American politician who served as mayor of Opa-Locka, Florida

Albert Tresvant (April 15, 1926 – July 25, 2004) was an American politician who served as the first African-American commissioner and mayor of Opa-Locka, Florida and first African-American mayor in Dade County.

==Biography==
Tresvant was born in Brunswick, Georgia. When he was five, his mother died and he moved to Liberty City neighborhood of Miami where he was raised by his aunt and grandmother. He attended Liberty City Elementary School and is a graduate of D.A. Dorsey Senior High School. After school he ran his own upholstery business before getting involved in politics. In 1956, he established the Opa-locka Civic Club to organize the Black community on improving the city. In 1964, his first run for the City Commission received national attention although he lost receiving little white support. In January 1972, Tresvant was nominated by commissioner Bert T. Goodson to fill a vacancy on the City Commission and unanimously appointed due to his record of civic involvement and the commission's desire to have minority representation. His appointment followed on riots that occurred in 1971 after a white police officer shot a black man. At the time, Opa-locka was roughly 35-40% Black and there was no district gerrymandering as City Commissioners in Opa-locka were elected at-large with the largest vote-getter becoming mayor. In April 1972, after serving the 3 months of his predecessor's term, Tresvant won a seat on the City Commission finishing third (656 votes) after Ronald Pierson (831 votes) and Lawrence Bowers (672 votes). His term was for two years (In Opa-Locka, elections to the 5-member City Commission are held every two years; the top two vote getters are elected to 4-year terms with the first serving a 2-year term as mayor and then a 2-year term as commissioner; the second serving a 2-year term as deputy mayor and then a 2-year term as commissioner; and the third vote-getter serving a 2-year term as commissioner).

In the 1974 election, Tresvant tied for first place with Kenton Wells; they decided to split the two-year mayoral term with Wells serving the first year and Tresvant's term beginning in 1975. Both men would serve as city commissioner during the other's mayor ship.

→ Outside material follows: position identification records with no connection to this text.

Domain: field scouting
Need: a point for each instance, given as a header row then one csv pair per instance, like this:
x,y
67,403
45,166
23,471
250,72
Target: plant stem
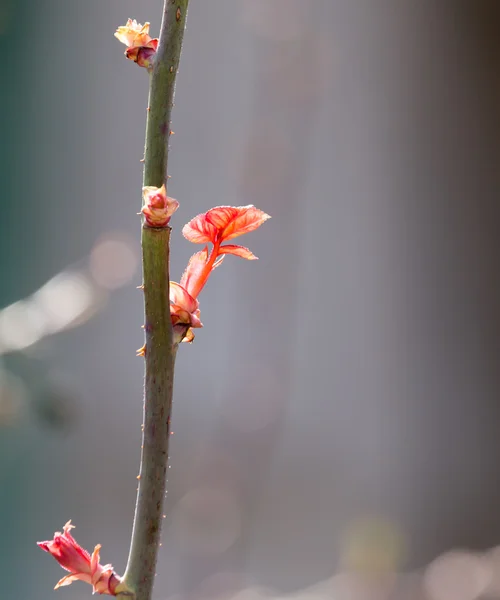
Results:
x,y
160,352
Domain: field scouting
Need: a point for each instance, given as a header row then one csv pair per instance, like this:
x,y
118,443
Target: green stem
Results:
x,y
160,352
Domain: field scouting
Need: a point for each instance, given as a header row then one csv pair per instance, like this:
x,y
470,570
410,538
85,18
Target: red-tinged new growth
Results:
x,y
218,225
81,565
157,206
141,47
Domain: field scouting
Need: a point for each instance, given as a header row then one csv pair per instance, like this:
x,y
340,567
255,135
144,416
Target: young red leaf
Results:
x,y
240,251
81,565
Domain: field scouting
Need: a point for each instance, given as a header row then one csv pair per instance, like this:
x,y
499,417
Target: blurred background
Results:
x,y
337,420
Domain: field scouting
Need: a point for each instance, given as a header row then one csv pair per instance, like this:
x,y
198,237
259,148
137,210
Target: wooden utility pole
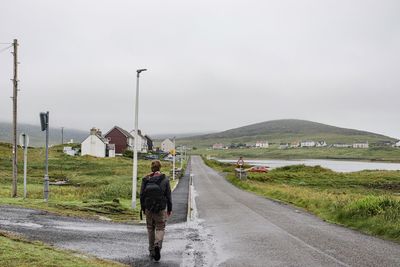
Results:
x,y
15,93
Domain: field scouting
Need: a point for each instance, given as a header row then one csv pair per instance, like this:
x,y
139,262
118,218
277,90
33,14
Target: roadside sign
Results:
x,y
23,140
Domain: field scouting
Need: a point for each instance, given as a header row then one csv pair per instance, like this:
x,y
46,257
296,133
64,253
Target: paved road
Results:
x,y
253,231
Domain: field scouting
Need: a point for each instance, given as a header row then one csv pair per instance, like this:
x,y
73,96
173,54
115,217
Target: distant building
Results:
x,y
361,145
321,144
142,141
283,145
96,145
307,144
262,144
383,143
120,138
218,146
149,143
167,145
341,145
295,144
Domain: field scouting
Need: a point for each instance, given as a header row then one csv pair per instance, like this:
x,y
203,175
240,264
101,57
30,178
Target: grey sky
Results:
x,y
213,65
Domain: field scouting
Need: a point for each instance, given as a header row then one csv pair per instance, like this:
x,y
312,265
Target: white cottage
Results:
x,y
321,144
167,145
142,141
96,145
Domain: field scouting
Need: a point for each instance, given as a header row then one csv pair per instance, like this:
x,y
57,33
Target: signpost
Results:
x,y
24,142
44,121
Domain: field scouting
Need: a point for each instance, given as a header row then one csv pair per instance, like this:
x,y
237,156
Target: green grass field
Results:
x,y
387,154
368,201
16,251
98,187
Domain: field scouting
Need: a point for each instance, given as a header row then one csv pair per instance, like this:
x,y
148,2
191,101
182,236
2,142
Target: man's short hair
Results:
x,y
155,166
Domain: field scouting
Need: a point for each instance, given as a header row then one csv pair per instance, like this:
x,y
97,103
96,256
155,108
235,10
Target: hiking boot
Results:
x,y
157,254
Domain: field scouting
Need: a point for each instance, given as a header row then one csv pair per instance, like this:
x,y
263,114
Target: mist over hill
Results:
x,y
37,137
288,130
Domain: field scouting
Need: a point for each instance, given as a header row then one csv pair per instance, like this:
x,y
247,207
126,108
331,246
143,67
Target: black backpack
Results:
x,y
154,199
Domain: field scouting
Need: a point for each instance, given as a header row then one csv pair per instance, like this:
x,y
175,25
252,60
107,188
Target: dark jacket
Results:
x,y
165,186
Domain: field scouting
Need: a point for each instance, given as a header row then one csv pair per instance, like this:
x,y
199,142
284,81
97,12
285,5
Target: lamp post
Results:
x,y
134,178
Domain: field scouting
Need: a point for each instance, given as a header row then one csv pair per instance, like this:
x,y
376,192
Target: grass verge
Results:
x,y
368,201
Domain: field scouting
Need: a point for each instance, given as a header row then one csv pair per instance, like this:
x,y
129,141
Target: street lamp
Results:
x,y
134,178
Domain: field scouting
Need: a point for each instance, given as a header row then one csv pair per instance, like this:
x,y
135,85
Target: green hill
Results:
x,y
37,137
289,130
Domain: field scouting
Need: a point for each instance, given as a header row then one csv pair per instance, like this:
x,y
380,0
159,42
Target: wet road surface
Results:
x,y
120,242
254,231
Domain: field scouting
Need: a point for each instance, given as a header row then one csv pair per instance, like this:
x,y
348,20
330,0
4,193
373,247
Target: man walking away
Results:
x,y
156,202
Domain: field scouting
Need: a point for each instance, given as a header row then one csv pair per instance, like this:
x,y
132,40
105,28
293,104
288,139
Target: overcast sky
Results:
x,y
213,65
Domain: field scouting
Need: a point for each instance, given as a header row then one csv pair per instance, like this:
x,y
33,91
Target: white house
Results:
x,y
321,144
307,144
262,144
96,145
167,145
341,145
295,145
361,145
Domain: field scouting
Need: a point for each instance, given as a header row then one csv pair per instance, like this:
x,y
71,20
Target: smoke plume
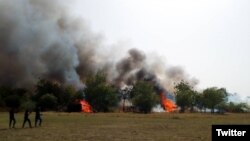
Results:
x,y
41,39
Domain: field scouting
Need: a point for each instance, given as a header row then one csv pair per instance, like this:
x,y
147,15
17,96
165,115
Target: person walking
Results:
x,y
12,118
26,118
38,116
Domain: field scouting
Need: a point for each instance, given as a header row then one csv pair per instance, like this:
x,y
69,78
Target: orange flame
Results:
x,y
167,104
86,108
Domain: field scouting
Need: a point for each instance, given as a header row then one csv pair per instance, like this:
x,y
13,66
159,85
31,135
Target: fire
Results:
x,y
86,108
167,104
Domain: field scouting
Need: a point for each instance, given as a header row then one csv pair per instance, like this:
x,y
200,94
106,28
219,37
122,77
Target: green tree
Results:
x,y
143,96
100,94
214,97
185,96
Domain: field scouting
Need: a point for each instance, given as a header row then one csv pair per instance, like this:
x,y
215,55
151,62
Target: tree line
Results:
x,y
104,97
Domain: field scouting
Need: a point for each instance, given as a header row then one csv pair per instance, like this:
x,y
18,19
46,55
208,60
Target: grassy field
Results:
x,y
118,127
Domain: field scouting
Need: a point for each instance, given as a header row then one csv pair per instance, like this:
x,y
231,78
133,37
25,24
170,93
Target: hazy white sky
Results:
x,y
210,39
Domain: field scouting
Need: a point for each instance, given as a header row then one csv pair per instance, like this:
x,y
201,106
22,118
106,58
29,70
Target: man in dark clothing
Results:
x,y
38,116
26,118
12,118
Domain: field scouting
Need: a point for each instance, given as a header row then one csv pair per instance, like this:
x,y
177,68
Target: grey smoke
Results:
x,y
40,39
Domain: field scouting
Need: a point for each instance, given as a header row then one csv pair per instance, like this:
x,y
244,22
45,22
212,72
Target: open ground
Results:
x,y
118,126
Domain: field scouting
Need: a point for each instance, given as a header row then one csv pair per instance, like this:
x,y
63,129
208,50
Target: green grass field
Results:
x,y
118,127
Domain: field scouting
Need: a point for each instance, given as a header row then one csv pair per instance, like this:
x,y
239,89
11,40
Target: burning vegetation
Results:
x,y
40,40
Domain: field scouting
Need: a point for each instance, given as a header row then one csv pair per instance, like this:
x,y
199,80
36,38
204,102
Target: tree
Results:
x,y
214,97
100,94
185,96
143,96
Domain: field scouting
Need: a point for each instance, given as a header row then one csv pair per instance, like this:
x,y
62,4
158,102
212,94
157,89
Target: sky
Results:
x,y
210,39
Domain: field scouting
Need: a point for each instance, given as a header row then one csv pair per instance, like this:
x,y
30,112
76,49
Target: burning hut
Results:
x,y
80,106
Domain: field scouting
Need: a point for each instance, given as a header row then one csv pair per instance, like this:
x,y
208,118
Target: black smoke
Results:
x,y
41,39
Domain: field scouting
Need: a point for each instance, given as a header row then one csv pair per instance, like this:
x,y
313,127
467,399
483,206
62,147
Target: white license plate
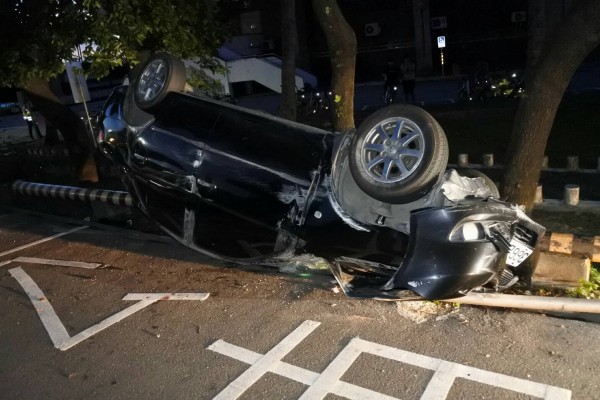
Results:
x,y
518,253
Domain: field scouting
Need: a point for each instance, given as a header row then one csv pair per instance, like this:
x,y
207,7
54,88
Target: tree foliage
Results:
x,y
123,29
563,50
38,36
341,42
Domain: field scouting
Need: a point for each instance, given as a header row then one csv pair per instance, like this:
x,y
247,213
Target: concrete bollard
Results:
x,y
539,198
571,195
488,160
572,163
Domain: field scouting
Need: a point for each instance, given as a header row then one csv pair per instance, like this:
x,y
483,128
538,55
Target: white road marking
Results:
x,y
266,362
56,330
167,296
42,240
329,380
59,263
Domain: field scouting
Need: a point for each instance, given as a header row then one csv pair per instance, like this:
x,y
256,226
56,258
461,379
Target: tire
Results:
x,y
398,167
489,183
161,75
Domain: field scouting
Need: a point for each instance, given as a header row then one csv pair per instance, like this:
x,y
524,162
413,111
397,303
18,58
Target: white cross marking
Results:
x,y
319,385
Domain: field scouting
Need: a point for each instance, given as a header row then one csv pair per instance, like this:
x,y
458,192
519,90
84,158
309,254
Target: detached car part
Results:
x,y
377,203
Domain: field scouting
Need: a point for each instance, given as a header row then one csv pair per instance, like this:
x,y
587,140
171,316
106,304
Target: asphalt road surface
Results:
x,y
113,314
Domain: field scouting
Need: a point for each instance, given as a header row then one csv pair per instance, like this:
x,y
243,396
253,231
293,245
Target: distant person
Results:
x,y
408,68
31,124
391,78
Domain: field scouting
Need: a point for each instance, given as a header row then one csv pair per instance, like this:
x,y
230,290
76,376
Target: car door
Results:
x,y
258,172
165,158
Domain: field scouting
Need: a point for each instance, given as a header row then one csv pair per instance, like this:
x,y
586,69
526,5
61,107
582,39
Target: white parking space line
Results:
x,y
167,296
25,246
320,385
56,330
59,263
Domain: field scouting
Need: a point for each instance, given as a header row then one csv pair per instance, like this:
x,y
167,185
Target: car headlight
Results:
x,y
469,231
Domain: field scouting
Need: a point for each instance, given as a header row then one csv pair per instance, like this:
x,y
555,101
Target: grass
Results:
x,y
485,127
588,289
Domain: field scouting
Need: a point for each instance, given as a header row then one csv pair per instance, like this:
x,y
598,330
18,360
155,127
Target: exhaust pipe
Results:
x,y
117,198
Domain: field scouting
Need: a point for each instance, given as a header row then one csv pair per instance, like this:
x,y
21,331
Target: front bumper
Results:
x,y
436,267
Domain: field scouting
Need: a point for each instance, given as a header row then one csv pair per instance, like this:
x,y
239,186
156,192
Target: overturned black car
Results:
x,y
377,203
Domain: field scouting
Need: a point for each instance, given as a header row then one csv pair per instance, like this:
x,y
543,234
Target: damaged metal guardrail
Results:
x,y
117,198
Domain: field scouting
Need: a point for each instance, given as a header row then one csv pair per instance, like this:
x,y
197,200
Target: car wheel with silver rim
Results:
x,y
398,154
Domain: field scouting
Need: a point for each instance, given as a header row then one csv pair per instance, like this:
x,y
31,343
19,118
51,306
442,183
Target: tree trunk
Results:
x,y
341,42
68,123
289,45
564,50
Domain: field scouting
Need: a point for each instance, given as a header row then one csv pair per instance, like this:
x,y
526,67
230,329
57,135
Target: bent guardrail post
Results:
x,y
117,198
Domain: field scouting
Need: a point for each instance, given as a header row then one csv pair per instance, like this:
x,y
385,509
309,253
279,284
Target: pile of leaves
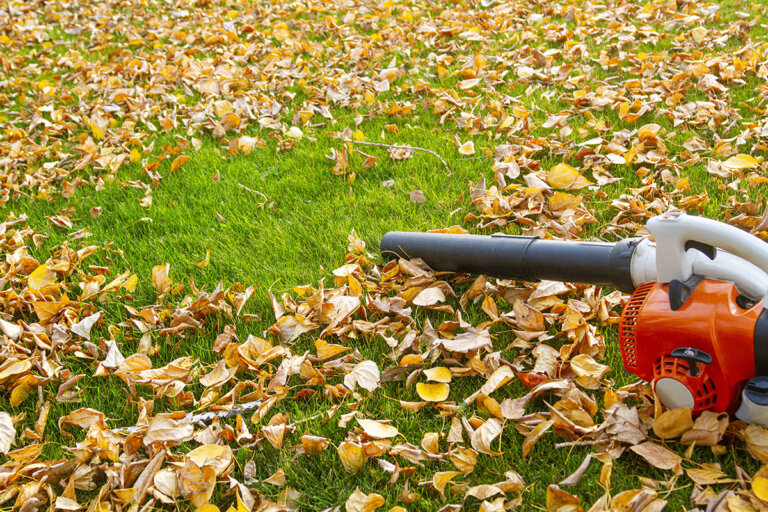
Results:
x,y
556,345
89,87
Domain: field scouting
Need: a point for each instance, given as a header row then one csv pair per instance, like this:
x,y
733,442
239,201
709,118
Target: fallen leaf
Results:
x,y
657,455
365,374
673,423
358,501
377,429
437,392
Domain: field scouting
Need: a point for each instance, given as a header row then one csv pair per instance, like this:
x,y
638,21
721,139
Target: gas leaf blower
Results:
x,y
695,325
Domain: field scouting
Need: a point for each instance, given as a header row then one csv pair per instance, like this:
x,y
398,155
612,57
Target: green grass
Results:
x,y
298,239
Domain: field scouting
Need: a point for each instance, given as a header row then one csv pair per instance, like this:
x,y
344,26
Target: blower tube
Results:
x,y
518,257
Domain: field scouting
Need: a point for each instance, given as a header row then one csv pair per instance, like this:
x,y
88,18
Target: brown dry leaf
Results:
x,y
429,297
483,491
707,430
760,487
178,162
438,374
559,500
217,457
7,432
196,483
565,177
468,148
160,279
277,478
352,456
167,428
583,365
327,350
739,162
535,434
365,374
313,445
437,392
464,459
40,277
484,435
441,479
358,501
657,455
708,474
756,439
377,429
673,423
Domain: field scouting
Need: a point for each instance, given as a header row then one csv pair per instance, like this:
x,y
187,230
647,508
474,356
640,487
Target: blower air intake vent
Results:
x,y
628,325
701,387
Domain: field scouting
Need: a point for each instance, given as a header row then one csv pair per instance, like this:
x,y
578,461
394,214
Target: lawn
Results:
x,y
243,143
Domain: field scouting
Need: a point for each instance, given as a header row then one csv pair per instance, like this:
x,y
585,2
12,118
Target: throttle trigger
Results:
x,y
708,250
679,291
693,356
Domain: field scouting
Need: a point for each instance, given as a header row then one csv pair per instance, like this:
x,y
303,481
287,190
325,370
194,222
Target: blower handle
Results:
x,y
676,233
518,257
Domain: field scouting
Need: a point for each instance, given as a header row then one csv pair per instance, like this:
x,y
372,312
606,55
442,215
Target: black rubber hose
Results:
x,y
518,257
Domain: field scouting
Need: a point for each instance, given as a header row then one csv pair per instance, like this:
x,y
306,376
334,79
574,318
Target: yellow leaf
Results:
x,y
281,32
19,394
178,162
130,283
327,350
47,310
741,162
468,148
438,374
314,444
352,456
377,429
673,423
230,121
760,487
40,277
206,260
441,479
99,126
566,177
563,201
433,392
361,502
160,279
584,365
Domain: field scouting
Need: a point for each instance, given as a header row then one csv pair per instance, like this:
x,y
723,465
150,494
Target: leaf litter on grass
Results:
x,y
647,91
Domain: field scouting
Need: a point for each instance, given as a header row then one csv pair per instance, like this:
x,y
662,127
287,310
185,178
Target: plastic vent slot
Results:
x,y
702,387
628,324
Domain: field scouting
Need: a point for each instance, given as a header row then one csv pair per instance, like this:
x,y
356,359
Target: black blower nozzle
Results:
x,y
518,257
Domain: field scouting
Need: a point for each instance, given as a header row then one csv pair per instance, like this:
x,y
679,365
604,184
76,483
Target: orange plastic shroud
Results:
x,y
709,320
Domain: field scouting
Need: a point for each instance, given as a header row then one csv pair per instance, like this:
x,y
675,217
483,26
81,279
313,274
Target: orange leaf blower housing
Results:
x,y
697,356
694,326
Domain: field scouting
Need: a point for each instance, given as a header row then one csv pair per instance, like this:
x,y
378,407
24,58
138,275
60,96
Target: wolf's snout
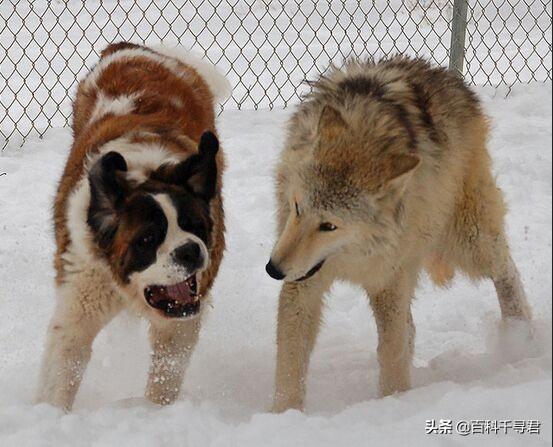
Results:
x,y
274,271
189,255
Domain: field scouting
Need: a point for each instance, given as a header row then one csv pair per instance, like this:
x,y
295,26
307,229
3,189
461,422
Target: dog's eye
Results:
x,y
327,226
146,240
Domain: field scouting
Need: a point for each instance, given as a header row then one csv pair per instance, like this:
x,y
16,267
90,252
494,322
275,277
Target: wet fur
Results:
x,y
395,153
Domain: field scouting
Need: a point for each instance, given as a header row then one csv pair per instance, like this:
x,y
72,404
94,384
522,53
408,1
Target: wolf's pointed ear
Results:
x,y
331,124
108,188
397,171
199,171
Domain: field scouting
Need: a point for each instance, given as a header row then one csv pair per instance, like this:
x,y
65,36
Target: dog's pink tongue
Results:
x,y
180,292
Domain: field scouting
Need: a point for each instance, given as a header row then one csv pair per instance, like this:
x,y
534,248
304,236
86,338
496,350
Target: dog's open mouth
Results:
x,y
311,272
177,300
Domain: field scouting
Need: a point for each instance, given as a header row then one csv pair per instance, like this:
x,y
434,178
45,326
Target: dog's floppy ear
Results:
x,y
396,171
108,188
331,124
199,171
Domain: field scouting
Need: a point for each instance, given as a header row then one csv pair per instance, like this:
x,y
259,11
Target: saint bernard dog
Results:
x,y
138,213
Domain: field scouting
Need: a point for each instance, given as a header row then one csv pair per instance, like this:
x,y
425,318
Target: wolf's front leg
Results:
x,y
84,307
172,343
396,335
299,314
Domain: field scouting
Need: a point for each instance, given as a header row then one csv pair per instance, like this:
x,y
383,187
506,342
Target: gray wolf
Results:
x,y
138,213
385,172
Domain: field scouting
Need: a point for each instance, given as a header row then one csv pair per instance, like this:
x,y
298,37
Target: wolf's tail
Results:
x,y
218,84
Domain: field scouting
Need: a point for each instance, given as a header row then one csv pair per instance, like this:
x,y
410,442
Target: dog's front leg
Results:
x,y
172,345
396,334
299,314
84,307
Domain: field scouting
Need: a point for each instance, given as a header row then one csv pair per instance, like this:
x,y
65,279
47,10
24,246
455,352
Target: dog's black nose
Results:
x,y
273,271
188,255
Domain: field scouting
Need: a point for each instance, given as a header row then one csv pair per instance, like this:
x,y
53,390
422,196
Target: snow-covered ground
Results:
x,y
460,371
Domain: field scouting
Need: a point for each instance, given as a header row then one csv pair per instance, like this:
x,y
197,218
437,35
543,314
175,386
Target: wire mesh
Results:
x,y
267,48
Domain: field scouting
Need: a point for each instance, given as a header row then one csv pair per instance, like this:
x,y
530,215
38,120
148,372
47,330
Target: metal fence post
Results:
x,y
458,33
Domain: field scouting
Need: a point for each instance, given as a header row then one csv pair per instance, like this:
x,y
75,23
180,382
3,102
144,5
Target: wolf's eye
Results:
x,y
327,226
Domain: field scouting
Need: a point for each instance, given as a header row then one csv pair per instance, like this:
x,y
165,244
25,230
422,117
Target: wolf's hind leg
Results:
x,y
481,248
396,337
172,345
83,309
299,314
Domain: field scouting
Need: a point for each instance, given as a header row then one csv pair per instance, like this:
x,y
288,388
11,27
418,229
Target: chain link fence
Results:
x,y
267,48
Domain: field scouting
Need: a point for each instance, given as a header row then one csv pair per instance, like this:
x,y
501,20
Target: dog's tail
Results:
x,y
218,84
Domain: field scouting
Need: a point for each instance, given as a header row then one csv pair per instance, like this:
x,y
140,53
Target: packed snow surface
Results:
x,y
464,367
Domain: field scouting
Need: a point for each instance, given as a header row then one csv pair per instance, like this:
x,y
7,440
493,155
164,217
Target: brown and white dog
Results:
x,y
138,213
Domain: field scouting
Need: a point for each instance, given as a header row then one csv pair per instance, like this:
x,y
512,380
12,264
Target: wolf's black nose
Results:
x,y
273,271
188,255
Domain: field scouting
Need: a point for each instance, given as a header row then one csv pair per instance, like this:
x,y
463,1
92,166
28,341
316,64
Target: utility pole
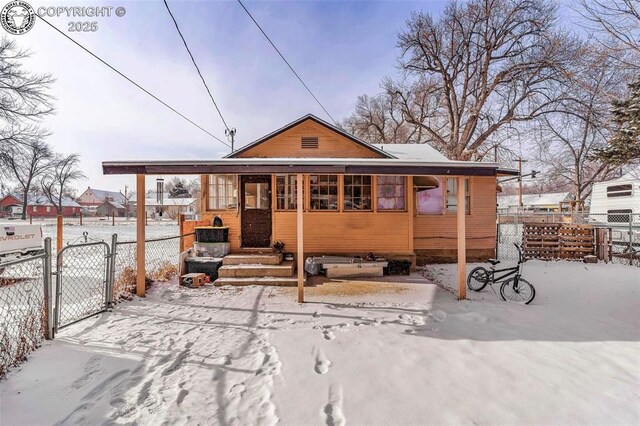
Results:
x,y
520,161
231,133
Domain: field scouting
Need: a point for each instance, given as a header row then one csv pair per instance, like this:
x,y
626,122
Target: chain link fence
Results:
x,y
619,231
23,313
88,278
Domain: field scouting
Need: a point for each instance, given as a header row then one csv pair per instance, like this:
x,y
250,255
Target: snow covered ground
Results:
x,y
100,228
358,353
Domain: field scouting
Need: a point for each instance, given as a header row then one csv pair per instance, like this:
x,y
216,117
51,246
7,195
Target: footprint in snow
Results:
x,y
333,413
438,315
322,363
328,334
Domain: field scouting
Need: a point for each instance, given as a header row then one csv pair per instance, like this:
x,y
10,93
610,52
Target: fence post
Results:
x,y
58,274
111,265
631,239
48,289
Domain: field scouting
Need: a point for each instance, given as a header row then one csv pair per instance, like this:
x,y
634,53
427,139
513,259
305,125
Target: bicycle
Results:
x,y
514,288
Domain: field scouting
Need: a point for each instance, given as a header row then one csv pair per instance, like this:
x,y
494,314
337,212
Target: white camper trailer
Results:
x,y
616,201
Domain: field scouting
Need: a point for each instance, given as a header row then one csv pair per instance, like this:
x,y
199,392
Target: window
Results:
x,y
309,142
619,190
429,194
223,192
256,196
451,200
286,192
390,193
323,192
619,216
357,192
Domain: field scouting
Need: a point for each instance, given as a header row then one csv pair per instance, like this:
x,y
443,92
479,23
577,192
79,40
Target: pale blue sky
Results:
x,y
341,49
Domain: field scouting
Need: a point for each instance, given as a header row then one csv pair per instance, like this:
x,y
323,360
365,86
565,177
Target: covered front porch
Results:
x,y
309,223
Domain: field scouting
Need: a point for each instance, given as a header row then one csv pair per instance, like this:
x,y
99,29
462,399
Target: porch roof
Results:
x,y
253,166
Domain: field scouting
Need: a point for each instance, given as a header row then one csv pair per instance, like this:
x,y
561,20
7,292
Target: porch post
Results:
x,y
140,236
462,240
300,239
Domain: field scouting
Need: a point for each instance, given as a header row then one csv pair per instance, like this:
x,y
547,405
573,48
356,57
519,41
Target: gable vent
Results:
x,y
310,142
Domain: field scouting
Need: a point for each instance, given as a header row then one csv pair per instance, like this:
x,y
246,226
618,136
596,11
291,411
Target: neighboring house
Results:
x,y
9,205
109,208
615,200
42,207
400,201
549,202
97,197
171,207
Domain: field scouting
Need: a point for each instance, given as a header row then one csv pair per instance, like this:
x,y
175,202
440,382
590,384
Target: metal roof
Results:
x,y
380,166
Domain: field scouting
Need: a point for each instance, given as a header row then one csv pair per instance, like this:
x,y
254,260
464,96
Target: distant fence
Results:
x,y
42,293
614,237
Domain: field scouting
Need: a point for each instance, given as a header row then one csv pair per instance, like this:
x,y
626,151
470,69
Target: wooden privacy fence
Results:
x,y
544,240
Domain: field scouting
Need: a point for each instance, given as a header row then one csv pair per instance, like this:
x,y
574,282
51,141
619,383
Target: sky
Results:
x,y
341,49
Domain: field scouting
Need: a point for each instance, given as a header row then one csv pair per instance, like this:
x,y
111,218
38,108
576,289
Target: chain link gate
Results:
x,y
84,275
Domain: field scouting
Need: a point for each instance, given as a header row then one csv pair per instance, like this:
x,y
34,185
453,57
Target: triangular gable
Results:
x,y
287,143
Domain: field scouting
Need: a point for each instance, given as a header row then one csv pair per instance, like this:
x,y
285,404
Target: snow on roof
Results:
x,y
103,194
167,202
629,177
552,198
412,151
44,201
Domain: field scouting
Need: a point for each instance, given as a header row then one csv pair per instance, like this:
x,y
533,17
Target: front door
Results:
x,y
256,211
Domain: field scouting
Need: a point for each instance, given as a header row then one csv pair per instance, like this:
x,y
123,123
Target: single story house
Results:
x,y
170,207
546,202
399,201
97,197
41,207
9,205
109,208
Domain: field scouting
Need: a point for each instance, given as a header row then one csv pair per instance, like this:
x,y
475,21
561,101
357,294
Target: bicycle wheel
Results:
x,y
523,294
478,279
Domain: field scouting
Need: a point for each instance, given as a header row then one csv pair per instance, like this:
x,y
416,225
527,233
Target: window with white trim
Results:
x,y
223,192
286,192
451,199
390,192
357,192
619,190
323,191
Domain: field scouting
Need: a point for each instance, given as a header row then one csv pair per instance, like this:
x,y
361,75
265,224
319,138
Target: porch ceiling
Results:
x,y
255,166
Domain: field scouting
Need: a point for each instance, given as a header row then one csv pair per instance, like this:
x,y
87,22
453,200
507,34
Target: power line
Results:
x,y
133,82
196,65
286,62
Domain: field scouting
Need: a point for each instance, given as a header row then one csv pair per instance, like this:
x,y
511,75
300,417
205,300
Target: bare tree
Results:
x,y
617,20
56,185
469,76
24,163
379,119
582,124
24,96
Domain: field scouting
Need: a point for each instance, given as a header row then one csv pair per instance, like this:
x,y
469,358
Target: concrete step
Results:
x,y
252,259
285,269
269,281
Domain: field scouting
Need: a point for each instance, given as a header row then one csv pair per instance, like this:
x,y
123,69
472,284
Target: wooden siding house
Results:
x,y
399,201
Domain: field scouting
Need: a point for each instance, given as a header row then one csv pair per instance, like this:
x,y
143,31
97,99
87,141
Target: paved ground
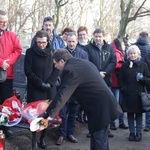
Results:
x,y
22,140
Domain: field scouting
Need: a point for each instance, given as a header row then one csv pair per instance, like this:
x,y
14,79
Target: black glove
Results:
x,y
44,115
45,86
124,90
139,77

He was sworn in on April 18, 1975.

Upon becoming mayor, he inherited a tense situation as riots had occurred during Well's term which Tresvant blamed on Dade county for repeatedly rejecting Opa-locka's requests for additional funds to provide better housing and drug programs. He also worked to hire more Black police officers inheriting a department where only 3 out of 28 officers were Black. During his administration, he was able to secure more police protection for Black neighborhoods, appointed more Blacks into city government, and developed infrastructure. In the April 1976 general election, Candido Giardino was elected as mayor (Tresvant was unable to run due to his remaining two-year term on the City Commission).

In June 1977, he was suspended as commissioner by Governor Rubin Askew over corruption allegations. In July 1977, he was found guilty of conspiracy, soliciting bribes and accepting unlawful compensation in connection with a city building contract along with then mayor Candido Giardino (the Rev. Willie R. Young was elected mayor in April 1978); the sentence was overturned and a new trial ordered by Circuit Court Judge Wilkie Ferguson after one juror failed to disclose a past criminal conviction and another juror complained that Tresvant had followed her into the parking lot during the trial. The Third District Court of Appeal reinstated the conviction.

==Personal life==
He was married to Virginia Wilkinson; they had five daughters and a son. He died on July 25, 2004.